Radcliffe'in hastalığı onun güzel yazmasını ve ayakkabı bağlarını bağlamasını engelliyor ve oyuncu çocukluğunda okulda tek bir konuda bile başarılı olamadı. Ve mesele hiç de sürekli filme almak değil, beynin öğrenememesidir. Daniel'e göre oyunculuk kariyerini seçmesinin ana nedeni dispraksiydi.

Yolanda Hadid: Lyme hastalığı

gizli bir sağlık raporu olduğu ortaya çıktı. Belgede, İngiliz yönetici ailesinin tahtının ilk sıradaki üyesinin ciddi şekilde hasta olduğu belirtiliyor. Prens Charles birkaç yıldır tedavi edilemez Alzheimer hastalığından muzdaripti. Ve her geçen gün sağlığı bozuluyor. Charles'ın hastalığı hakkında ilk kez 2011 yılında konuşulmaya başlandı; sağlık durumu nedeniyle büyük oğlunun düğününe katılımı sekteye uğrayabilirdi.

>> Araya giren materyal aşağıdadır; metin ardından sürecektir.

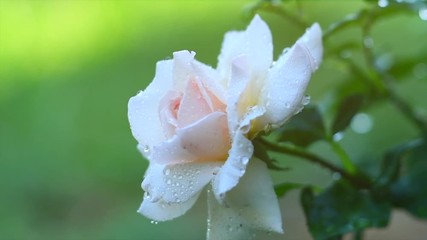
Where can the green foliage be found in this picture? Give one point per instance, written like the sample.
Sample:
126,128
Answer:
409,190
304,129
341,209
358,201
349,107
283,188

Kraliyet ailesine yakın kaynaklar, prensin rahatsızlığı nedeniyle hükümdarın ölümünden sonra tahta geçecek bir sonraki kişinin Cambridge Dükü William olacağını söylüyor.

Bu makale, birinci büyüklükteki yıldızların eksikliklerinden bahsetmek için değil, bu tür zorluklarla karşılaşan herkesin bilmesi için oluşturuldu: her zaman bir çıkış yolu vardır. Ve nasıl yaşayacağımız, ne yapacağımız, toplumun bizi nasıl algılayacağı esas olarak sadece bize bağlı. Her şeye rağmen yaratın, sevin ve mutlu olun!